The killers, part of a group opposing Myanmar’s ruling military junta, were under the influence of drugs and alcohol. The ferocity suggests “a targeted attack for reasons that have yet to be investigated”, a truth that is hard to define in a context of “widespread violence”.
“Father Donald Martin was ordained a priest in 2018. In this period of civil war, he carried out his task as pastor of souls with zeal, fidelity and obedience, administering the sacraments in the parish and trying to be close to the suffering community,” the report reads.
“Furthermore, like so many other priests, he dedicated himself to humanitarian assistance to displaced people scattered throughout the territory, bringing them spiritual consolation and material aid,” it adds.
The second pastoral worker killed in Asia in 2025, Mark Christian Malaca, was a teacher at St. Stephen Academy, a Catholic school in Laur, Diocese of Cabanatuan, Nueva Ecija, a province in central Luzon.
“Mark Christian Malaca, a teacher at St. Stephen Academy, a Catholic school in the city of Laur. Malaca, 39, was shot dead on November 4 by unknown assailants in the village of San Juan, where he lived,” reads the report by Agenzia Fides, which dedicated a brief biographical note to each of the 17 victims killed in 2025.
“According to initial investigations, the killers, wearing black jackets, helmets, and face masks, approached and fired several shots at the victim. Malaca was known for his faith and his commitment to education.”
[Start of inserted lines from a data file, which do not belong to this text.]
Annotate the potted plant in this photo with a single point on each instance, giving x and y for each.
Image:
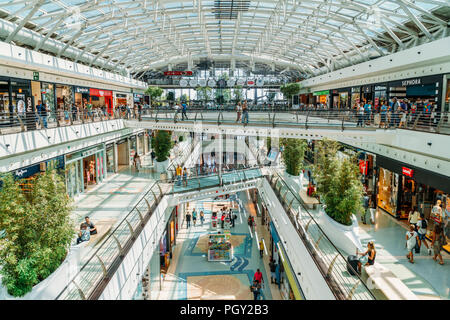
(293, 154)
(162, 143)
(37, 234)
(289, 90)
(341, 191)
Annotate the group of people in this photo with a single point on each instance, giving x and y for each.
(242, 109)
(194, 218)
(416, 235)
(396, 113)
(87, 229)
(181, 174)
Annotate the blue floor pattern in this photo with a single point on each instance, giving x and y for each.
(245, 261)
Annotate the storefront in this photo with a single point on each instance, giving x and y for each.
(81, 95)
(402, 187)
(27, 174)
(102, 99)
(123, 153)
(133, 147)
(140, 143)
(111, 158)
(122, 100)
(340, 98)
(85, 169)
(138, 98)
(13, 95)
(418, 89)
(64, 97)
(380, 95)
(322, 97)
(356, 96)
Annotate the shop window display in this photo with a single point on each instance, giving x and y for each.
(219, 247)
(387, 191)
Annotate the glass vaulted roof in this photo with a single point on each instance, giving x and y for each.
(310, 36)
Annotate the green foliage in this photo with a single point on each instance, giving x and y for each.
(290, 89)
(293, 154)
(238, 93)
(338, 183)
(162, 144)
(203, 93)
(171, 96)
(154, 92)
(38, 231)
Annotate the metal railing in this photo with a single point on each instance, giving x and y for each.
(93, 276)
(436, 122)
(329, 260)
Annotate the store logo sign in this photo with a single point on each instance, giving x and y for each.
(410, 82)
(20, 173)
(407, 171)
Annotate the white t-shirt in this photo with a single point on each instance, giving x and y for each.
(411, 242)
(421, 230)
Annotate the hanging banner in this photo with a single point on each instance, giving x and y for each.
(178, 73)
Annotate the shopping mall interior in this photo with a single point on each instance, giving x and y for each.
(224, 150)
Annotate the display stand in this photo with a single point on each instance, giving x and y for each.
(219, 247)
(214, 224)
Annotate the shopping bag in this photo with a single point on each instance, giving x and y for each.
(377, 119)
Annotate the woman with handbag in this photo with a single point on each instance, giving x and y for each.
(437, 242)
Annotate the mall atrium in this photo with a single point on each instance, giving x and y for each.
(224, 150)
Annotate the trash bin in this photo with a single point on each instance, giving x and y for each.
(352, 264)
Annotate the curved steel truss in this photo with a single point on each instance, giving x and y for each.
(310, 36)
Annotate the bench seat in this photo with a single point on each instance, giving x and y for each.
(382, 279)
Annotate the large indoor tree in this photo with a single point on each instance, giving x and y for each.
(293, 154)
(162, 143)
(37, 230)
(289, 90)
(338, 182)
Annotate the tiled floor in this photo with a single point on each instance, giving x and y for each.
(426, 278)
(191, 276)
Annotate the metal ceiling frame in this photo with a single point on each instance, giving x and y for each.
(312, 36)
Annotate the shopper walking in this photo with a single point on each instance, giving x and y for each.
(256, 289)
(436, 214)
(411, 239)
(245, 112)
(438, 241)
(178, 172)
(273, 269)
(238, 111)
(188, 220)
(250, 222)
(202, 217)
(258, 276)
(413, 217)
(261, 248)
(184, 109)
(222, 219)
(360, 111)
(194, 216)
(383, 114)
(185, 177)
(422, 231)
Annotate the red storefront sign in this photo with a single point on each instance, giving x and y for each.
(363, 166)
(100, 93)
(178, 73)
(407, 172)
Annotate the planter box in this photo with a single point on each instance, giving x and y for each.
(162, 166)
(54, 284)
(343, 237)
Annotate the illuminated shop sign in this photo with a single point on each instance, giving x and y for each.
(411, 82)
(407, 172)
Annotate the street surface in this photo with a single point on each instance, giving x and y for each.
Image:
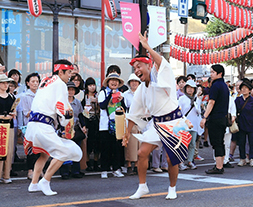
(194, 188)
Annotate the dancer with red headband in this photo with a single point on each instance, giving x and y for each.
(157, 96)
(50, 105)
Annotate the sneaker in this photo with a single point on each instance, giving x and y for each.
(215, 170)
(242, 162)
(199, 158)
(206, 144)
(164, 169)
(104, 175)
(7, 181)
(130, 171)
(228, 165)
(231, 158)
(192, 165)
(182, 167)
(251, 162)
(117, 174)
(157, 170)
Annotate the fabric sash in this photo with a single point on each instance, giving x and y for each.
(38, 117)
(177, 150)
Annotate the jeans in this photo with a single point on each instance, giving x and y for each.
(216, 131)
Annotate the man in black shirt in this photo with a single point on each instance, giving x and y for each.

After his death, the Catholic community of Cabanatuan immediately demanded “justice and truth”. For his part, Bishop Prudencio Andaya urged the authorities “to conduct a swift, impartial, and transparent investigation” since “those responsible must be held accountable”.
Stressing how the teacher’s death is a loss for all of society, the prelate remembered him as “a Catholic teacher” who "participated in the noble mission of forming minds and hearts in truth and virtue."
St. Stephen Academy also remembered their staff member. “His memory will remain a light and inspiration in our continuing struggle for truth and goodness,” the school said in a statement.